This is only partially true, but there are areas of all of those fields where predictive power is difficult in practice due to the complexity of the system and convolution of features. In simplified cases, yes, we can do quite well, but once the systems grow in size and complexity, we do less well.

Physics is a good example of this. The laws of mechanics are quite well-understood. But how well can you handle a chaotic 3-body system? There may be features that are predictable, but not probably not the entire system.

With thermodynamics, how well do we handle mesoscopic systems? Computationally, they can be quite difficult. In thermodynamics, we're able to deal with this complexity by discarding features that we don't care about to focus on bulk properties that rapidly converge in ever-larger systems, but we can't handle the entire system.

Fluid mechanics. OK. We have Navier-Stokes. Have you tried solving Navier-Stokes? Entire volumes have been written about how to deal with Navier-Stokes, and we still don't have great understanding of all of its features.

Probability. This is trickier to talk about, but I think the difficulty and complexity is building an underlying probabilitistic model. When you build your machine learning model, there are generally hyper-parameters to set. What makes a good hyper-parameter and how do you pick one? Just the one that works?

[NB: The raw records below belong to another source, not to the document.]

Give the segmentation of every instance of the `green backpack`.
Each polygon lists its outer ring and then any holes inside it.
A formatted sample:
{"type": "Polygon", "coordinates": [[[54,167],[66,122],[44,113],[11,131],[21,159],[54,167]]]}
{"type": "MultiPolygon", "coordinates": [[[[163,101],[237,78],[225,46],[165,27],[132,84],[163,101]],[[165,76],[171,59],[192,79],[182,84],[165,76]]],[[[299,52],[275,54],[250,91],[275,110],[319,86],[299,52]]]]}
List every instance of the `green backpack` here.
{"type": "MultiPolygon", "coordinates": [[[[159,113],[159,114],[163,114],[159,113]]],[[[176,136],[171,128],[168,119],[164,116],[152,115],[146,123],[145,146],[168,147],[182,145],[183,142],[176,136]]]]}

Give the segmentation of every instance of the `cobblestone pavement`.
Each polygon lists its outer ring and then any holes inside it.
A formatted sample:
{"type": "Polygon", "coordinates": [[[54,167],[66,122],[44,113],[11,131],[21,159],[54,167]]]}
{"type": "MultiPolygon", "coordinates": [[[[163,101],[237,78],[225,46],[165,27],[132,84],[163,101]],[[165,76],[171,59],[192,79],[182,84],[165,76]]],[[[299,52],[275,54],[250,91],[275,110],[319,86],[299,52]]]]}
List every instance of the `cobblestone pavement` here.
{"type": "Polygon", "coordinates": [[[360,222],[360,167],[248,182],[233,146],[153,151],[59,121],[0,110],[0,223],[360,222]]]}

The thing with chemistry is that real-life examples are already incredibly complex. Pick any reaction you want. Liquids or solids? You're already dealing with bulk properties, phase interfaces, and boundary effects. Or solutions and solution effects. Gases? Once you have non-trivial reactions, how many atoms are there? How many electrons? Now, consider the fact that your typical organic reaction involves compounds with tens or hundreds of atoms in solution. There may be multiple models of reactivity, some productive, some not. And in the laboratory, reactions can be quite sensitive to any number of reaction conditions, which a generalized reactivity model does not begin to account for.

But in chemistry, as with the other disciplines, we aim to find simplifications that allow us to deal with complexity. We've been able to find patterns of reactivity, which are somewhat general but don't capture the full complexity of the system.